On Thursday, Amnesty International issued a report outlining fresh evidence of harrowing violations, including sexual violence, against men, women and children who had been intercepted by the Libyan Coast Guard, and forcibly returned to detention centers in Libya.
Amnesty called on European states to suspend cooperation on migration and border control with Libya. Italy’s Parliament will debate the continuation of their provision of military support and resources to the Libyan Coast Guard this week.
The report also found that since late 2020, Libya’s Directorate for Combatting Illegal Migration (DCIM), a department within the Interior Ministry had legitimized abuse by integrating two new detention centers under its control. Hundreds of refugees and migrants have been forcibly disappeared in previous years by militias.
At one recently rebranded center, survivors said guards raped women, and subjected them to sexual violence including by coercing them into sex in exchange for food or their freedom.
“This horrifying report sheds new light on the suffering of people intercepted at sea and returned to Libya, where they are immediately funnelled into arbitrary detention and systematically subjected to torture, sexual violence, forced labour and other exploitation with total impunity,” said Diana Eltahawy, the Deputy Director for the Middle East and North Africa at Amnesty International.
“Meanwhile, Libyan authorities have rewarded those reasonably suspected of committing such violations with positions of power and higher ranks, meaning that we risk seeing the same horrors reproduced again and again,” she added.
“The report also highlights the ongoing complicity of European states that have shamefully continued to enable and assist Libyan coastguards in capturing people at sea and forcibly returning them to the hellscape of detention in Libya, despite knowing full well the horrors they will endure,” Eltahawy noted.
In 2020, hundreds of people who had disembarked in Libya had been forcibly transferred to an informal site, then controlled by a militia. Since then, Libyan authorities have integrated the site into the DCIM, named it the Tripoli Gathering and Return Center, colloquially known as Al-Mabani, and also put the former director and other staff of the now-closed Tajoura DCIM center in charge.
In the first half of 2021, more than 7,000 people intercepted at sea were forcibly returned to Al-Mabani.
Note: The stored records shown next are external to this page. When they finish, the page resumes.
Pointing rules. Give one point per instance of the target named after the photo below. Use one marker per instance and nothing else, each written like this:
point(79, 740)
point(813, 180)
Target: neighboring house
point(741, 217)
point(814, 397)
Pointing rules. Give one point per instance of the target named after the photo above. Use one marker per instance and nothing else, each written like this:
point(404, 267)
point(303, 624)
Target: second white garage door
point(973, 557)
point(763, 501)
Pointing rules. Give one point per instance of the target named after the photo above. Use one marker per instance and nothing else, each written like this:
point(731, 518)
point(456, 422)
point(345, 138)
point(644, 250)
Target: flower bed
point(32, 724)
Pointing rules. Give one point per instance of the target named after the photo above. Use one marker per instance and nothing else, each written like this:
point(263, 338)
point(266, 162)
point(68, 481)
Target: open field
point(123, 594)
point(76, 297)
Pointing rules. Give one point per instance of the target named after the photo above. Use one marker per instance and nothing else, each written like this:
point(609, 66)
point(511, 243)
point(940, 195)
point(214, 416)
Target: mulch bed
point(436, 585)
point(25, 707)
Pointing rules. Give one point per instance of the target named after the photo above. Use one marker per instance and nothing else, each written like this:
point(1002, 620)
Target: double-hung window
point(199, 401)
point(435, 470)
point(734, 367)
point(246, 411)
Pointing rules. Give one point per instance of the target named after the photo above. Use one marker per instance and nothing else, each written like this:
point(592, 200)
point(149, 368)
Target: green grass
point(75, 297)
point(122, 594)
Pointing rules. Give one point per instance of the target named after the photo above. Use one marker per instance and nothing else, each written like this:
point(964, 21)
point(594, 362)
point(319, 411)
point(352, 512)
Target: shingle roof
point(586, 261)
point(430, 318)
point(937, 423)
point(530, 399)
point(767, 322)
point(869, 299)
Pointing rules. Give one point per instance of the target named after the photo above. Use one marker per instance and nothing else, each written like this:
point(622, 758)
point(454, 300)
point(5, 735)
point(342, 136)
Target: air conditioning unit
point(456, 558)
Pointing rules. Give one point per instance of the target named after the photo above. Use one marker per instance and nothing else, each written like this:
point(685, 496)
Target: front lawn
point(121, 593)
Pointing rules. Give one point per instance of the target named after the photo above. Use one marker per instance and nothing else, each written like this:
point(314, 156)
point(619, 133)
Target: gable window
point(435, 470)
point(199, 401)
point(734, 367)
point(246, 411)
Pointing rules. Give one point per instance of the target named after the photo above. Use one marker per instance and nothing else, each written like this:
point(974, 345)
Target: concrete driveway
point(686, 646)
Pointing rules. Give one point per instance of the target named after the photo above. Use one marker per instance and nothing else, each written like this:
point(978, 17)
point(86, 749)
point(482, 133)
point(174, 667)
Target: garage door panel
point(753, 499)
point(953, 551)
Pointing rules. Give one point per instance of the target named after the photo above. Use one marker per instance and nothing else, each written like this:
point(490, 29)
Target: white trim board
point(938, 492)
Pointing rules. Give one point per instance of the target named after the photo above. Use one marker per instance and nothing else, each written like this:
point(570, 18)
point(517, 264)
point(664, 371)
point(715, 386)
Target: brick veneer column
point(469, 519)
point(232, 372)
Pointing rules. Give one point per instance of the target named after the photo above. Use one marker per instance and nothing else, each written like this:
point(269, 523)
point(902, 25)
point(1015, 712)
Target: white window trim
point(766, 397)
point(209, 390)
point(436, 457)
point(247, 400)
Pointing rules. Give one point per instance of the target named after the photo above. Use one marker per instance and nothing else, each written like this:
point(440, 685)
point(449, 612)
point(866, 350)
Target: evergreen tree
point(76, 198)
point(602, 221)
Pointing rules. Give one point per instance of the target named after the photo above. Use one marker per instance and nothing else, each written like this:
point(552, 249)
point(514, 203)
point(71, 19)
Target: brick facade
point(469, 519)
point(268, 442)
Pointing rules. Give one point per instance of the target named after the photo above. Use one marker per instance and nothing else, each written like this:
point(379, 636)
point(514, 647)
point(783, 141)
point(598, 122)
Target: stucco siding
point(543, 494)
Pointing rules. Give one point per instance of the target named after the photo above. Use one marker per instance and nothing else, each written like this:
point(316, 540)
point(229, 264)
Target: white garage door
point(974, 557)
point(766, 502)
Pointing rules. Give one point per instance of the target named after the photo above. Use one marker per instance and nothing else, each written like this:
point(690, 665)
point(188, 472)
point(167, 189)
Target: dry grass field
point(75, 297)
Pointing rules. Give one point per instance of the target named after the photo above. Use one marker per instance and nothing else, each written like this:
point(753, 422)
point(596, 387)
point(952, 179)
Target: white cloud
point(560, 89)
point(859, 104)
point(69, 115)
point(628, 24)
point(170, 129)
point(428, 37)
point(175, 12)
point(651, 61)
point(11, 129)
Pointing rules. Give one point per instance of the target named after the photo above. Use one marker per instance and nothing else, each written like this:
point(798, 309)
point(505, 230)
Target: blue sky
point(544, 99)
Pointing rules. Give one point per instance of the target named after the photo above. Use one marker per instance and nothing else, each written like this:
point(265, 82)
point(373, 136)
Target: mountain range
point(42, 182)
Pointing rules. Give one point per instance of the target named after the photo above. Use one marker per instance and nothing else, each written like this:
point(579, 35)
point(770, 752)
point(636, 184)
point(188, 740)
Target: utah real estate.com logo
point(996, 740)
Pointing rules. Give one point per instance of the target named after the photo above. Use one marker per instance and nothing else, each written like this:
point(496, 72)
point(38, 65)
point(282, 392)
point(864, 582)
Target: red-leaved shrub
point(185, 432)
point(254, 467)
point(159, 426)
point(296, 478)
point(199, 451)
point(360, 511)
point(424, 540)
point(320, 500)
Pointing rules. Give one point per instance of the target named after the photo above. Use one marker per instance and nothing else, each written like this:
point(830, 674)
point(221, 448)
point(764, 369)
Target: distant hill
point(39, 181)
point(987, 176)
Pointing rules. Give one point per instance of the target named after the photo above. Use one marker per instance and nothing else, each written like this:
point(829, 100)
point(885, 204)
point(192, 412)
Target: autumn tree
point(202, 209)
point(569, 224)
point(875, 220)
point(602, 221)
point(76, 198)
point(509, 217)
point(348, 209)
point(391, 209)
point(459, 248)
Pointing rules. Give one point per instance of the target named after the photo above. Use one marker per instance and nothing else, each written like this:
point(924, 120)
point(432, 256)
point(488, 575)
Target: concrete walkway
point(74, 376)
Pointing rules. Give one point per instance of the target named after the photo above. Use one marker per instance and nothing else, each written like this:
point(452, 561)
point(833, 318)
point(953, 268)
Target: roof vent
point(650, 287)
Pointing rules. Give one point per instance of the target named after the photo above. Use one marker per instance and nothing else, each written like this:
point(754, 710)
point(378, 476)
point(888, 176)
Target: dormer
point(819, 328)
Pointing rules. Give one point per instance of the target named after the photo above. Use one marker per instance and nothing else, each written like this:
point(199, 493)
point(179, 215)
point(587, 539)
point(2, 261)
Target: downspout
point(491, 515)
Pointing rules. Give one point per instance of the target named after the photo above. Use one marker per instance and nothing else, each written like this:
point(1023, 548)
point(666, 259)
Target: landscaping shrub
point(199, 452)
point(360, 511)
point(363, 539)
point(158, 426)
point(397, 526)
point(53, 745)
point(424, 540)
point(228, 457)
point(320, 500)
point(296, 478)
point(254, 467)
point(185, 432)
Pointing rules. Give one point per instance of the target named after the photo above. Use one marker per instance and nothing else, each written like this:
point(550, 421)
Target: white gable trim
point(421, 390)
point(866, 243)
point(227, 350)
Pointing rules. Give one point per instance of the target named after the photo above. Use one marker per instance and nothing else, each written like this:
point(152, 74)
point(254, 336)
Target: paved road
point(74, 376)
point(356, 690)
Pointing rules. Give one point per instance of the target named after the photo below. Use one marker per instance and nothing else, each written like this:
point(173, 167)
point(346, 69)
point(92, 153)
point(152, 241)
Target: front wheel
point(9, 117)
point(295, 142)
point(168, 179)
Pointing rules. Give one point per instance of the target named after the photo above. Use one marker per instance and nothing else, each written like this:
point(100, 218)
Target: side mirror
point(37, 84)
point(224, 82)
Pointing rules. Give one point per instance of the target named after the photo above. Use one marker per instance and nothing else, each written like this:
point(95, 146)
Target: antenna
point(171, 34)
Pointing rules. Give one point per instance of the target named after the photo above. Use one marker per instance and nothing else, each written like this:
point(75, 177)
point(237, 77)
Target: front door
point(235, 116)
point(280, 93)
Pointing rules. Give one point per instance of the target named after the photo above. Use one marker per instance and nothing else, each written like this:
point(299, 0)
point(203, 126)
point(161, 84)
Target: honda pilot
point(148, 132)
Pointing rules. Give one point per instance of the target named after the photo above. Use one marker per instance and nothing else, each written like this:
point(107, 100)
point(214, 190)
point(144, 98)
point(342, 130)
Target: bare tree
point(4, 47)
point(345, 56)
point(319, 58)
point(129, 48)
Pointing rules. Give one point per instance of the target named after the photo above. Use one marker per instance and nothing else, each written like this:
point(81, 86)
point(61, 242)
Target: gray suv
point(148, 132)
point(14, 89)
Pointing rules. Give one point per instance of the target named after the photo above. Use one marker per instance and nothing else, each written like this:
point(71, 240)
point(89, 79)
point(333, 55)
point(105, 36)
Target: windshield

Detainees held there told Amnesty International that they faced torture and other ill-treatment, cruel and inhuman detention conditions, extortion and forced labour. Some also reported being subjected to invasive, humiliating, and violent strip searches.
Tripoli’s Shara’ Al-Zawiya center is a facility that was also previously run by non-affiliated militias and was recently integrated under the DCIM, and designated for people in vulnerable situations. Two young women at the facility attempted to commit suicide as a result of such abuse.
Three women also reported that two infants detained with their mothers had died in early 2021, after guards refused to transfer them to the hospital for critical medical treatment.
In Al-Mabani and two other DCIM centers, Amnesty International documented the unlawful use of lethal force when guards and other armed men shot at detainees, resulting in deaths and injuries.